Surface-modified biodegradable albumin nano- and microspheres. II: effect of surface charges on in vitro phagocytosis and biodistribution in rats

Abstract

The surface charges on biodegradable albumin nanoparticles were introduced by covalent coupling different primary amines to examine their influence on phagocytosis by macrophages under in vitro conditions. Albumin particles with a zeta potential close to zero showed a reduced phagocytic uptake in comparison with charged particles, especially nanoparticles with a positive zeta potential. The phagocytic uptake in the present study was examined using an established cell culture model based on primary mouse peritoneal macrophages and a human hematopoietic monocytic cell line (U-937) treated with phorbol-12-myristic-13-acetate to induce cell differentiation. The influence of opsonins on in vitro phagocytosis experiments was characterized using carriers pre-treated with human serum. In the presence of human serum the phagocytic activity of U-937 cells was found to be similar to primary mouse macrophages without serum.

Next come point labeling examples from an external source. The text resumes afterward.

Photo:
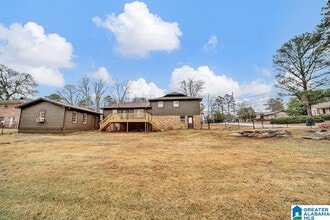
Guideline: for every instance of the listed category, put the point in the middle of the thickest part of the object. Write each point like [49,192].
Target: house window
[84,118]
[42,114]
[74,117]
[182,118]
[138,113]
[2,121]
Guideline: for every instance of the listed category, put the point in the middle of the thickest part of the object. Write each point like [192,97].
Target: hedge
[299,119]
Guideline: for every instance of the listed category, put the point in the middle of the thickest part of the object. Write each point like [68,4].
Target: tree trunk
[308,105]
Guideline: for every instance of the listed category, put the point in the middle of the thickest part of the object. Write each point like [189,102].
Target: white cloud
[102,73]
[211,44]
[29,49]
[138,32]
[264,71]
[217,84]
[140,88]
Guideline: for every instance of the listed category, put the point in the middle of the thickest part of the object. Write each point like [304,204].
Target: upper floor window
[84,118]
[74,117]
[182,118]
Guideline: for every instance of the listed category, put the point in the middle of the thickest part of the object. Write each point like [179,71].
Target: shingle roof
[175,96]
[128,105]
[64,105]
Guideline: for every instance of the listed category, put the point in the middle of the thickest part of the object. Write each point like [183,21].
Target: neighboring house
[46,116]
[9,114]
[321,108]
[271,115]
[172,111]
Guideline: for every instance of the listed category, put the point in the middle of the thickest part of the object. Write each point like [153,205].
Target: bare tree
[14,85]
[229,102]
[108,100]
[192,87]
[99,89]
[121,91]
[85,93]
[69,94]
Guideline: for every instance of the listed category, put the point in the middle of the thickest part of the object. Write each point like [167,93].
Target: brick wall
[10,114]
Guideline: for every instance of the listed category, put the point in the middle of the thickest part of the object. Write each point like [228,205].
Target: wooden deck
[127,118]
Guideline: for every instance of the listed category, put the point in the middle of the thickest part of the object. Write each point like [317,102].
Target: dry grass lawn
[164,175]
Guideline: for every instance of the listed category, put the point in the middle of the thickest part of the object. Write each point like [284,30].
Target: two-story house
[172,111]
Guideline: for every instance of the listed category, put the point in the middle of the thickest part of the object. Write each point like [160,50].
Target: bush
[298,119]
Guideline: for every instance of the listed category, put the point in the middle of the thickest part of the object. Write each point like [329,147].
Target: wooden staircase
[128,118]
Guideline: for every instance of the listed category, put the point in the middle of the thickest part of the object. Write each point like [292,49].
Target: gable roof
[175,96]
[322,105]
[20,101]
[63,105]
[128,105]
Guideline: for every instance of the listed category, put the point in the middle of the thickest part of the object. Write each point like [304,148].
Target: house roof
[128,105]
[63,105]
[175,96]
[20,101]
[322,105]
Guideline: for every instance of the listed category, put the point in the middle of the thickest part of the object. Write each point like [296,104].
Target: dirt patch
[162,175]
[262,133]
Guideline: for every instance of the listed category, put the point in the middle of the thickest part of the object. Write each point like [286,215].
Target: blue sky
[153,44]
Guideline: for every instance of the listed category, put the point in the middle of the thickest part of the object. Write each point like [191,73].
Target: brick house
[172,111]
[47,116]
[321,108]
[9,114]
[271,115]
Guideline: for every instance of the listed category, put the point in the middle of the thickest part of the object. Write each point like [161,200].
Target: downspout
[64,119]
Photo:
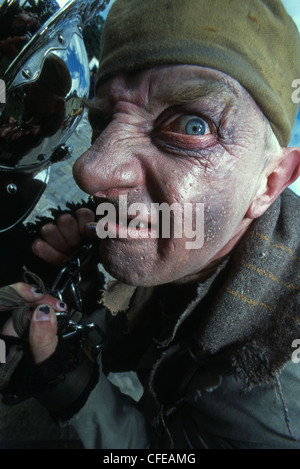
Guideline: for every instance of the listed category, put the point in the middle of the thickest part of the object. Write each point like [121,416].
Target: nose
[111,166]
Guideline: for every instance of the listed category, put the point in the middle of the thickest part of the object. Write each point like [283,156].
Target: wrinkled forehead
[175,84]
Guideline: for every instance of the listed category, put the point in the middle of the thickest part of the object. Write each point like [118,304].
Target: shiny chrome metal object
[44,66]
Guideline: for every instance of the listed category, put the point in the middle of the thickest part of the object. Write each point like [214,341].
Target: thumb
[42,335]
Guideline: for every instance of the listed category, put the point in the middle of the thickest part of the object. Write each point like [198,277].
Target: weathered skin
[141,149]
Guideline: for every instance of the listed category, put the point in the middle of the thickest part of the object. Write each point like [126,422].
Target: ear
[277,177]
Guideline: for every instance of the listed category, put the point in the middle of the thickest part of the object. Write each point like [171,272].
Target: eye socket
[188,125]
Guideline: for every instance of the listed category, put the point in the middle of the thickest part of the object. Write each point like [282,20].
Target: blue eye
[188,125]
[195,126]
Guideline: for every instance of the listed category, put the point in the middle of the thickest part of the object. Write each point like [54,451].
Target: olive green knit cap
[254,41]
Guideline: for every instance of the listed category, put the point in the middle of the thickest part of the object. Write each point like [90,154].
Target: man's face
[174,134]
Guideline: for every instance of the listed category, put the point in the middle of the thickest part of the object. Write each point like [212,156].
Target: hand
[43,327]
[61,239]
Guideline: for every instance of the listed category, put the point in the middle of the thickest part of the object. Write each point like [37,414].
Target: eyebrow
[196,89]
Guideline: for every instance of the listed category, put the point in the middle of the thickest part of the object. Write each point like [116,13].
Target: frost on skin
[174,134]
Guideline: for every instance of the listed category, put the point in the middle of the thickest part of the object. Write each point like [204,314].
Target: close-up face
[173,134]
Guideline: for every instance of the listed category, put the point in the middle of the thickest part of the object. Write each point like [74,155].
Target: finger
[49,254]
[52,234]
[34,297]
[69,228]
[84,217]
[43,333]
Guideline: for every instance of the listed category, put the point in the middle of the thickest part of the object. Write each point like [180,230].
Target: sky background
[293,8]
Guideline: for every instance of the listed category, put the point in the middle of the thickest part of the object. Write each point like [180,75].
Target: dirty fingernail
[42,313]
[92,227]
[60,305]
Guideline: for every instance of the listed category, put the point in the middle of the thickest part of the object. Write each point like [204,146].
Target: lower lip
[116,231]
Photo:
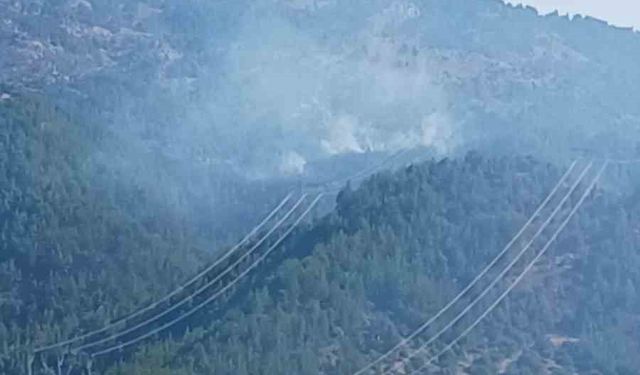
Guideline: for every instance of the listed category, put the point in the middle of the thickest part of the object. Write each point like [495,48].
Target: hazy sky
[617,12]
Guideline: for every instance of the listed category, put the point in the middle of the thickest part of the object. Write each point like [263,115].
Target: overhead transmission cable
[424,326]
[204,287]
[176,291]
[503,272]
[217,294]
[521,275]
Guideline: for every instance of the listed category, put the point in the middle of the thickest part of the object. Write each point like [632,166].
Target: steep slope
[396,250]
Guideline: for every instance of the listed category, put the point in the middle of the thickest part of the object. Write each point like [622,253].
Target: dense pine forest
[140,140]
[343,288]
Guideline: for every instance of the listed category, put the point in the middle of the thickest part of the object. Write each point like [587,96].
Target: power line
[188,298]
[217,294]
[506,270]
[474,281]
[522,274]
[119,321]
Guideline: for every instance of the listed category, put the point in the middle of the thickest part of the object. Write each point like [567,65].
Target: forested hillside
[396,250]
[140,138]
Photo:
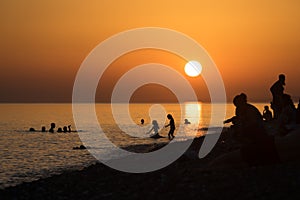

In contrast to peritoneal macrophages, U-937 cells showed no phagocytic activity in the absence of serum. In particular, only the C3b- complement deposition on the particle surface seems to promote the phagocytic process. The in vivo distribution of albumin carriers in rats was investigated using magnetic resonance imaging (MRI). No differences in blood circulation times and organ accumulation between different nanoparticle preparations with positive, neutral and negative surface charges could be observed in rats, suggesting that the in vivo fate of albumin nanoparticles is significantly influenced by factors not reflected in the in vitro cell culture models.